The LCC and the House and Senate governmental operations committees also have authority over other rulemaking proceedings. When the chief administrative law judge (ALJ) determines an agency has failed to establish the need for and the reasonableness of a proposed rule, and the agency chooses not to accept the chief ALJ’s recommendations for correcting the defects, the agency must submit the proposed rule to the LCC and to the governmental operations committees for advice and comment.[7] The commission and the committees have sixty days in which to render nonbinding advice and comment. In addition, if an agency fails to submit its notice of adoption, amendment or repeal of rules to the State Register within 180 days from the administrative law judge’s report or the day that the comment period for the rule is over, the rule is automatically withdrawn. The agency is to report the failure to adopt the rules within the 180 days and the reason for the failure to the LCC.[8] The LCC also receives the annual report of agencies which lists the obsolete rules of the agency.[9]

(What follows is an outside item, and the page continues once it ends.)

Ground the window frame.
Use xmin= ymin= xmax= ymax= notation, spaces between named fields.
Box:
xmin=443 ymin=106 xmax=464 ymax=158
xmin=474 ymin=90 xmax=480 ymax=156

Another means of legislative oversight over rules is that the authority of the standing committees of both the house and senate with jurisdiction over the subject matter of a proposed rule to advise an agency not to adopt the proposed rule.[10] Upon receiving this advice from both committees, the agency must delay adoption of the rule until after the end of the annual legislative session that begins after the vote of the committees. A committee vote must be by a majority of the committee and may occur at any time after publication of the rulemaking notice and prior to adoption of the rule. The notice of a committee’s vote is published in the State Register.

Finally, section 3.842 allows the LCC to periodically review statutory exemptions to the rulemaking provision of chapter 14. In 1997, a rule exemption bill was passed as a result of a study conducted by the LCC subcommittee on rules.[11] The subcommittee examined all the rulemaking exemptions there were currently in statute and decided whether those exemptions should continue, be terminated, or be modified. Their recommendations were passed into law in 1997.


[1] Minn. Stat. § 3.305, subd. 6 (2014).

[2] Id. §§ 3.841-.843.

[3] Id. § 3.305, subd. 8.

[4] Id. § 14.14, subd. 1.

[5] The LCC does not have the same power that the LCRAR had to temporarily suspend an agency rule. See 1997 Minn. Laws ch. 98, § 17, at 718 (repealing Minn. Stat. §§ 3.842, subd. 4, .844, .845 regarding the suspension of rules); see also § 25.4 (providing further discussion of the suspension of rules).

[6] Minn. Stat. § 3.842, subd. 4a (2014).

[7] Id. §§ 14.15, subd. 4, .26, subd. 3(c).

[8] Id. §§ 14.19, .26, subd. 1.

[9] Id. § 14.05, subd. 5.

[10] Id. § 14.126, subd. 1.

[11] 1997 Minn. Laws ch. 187, at 1285-1340.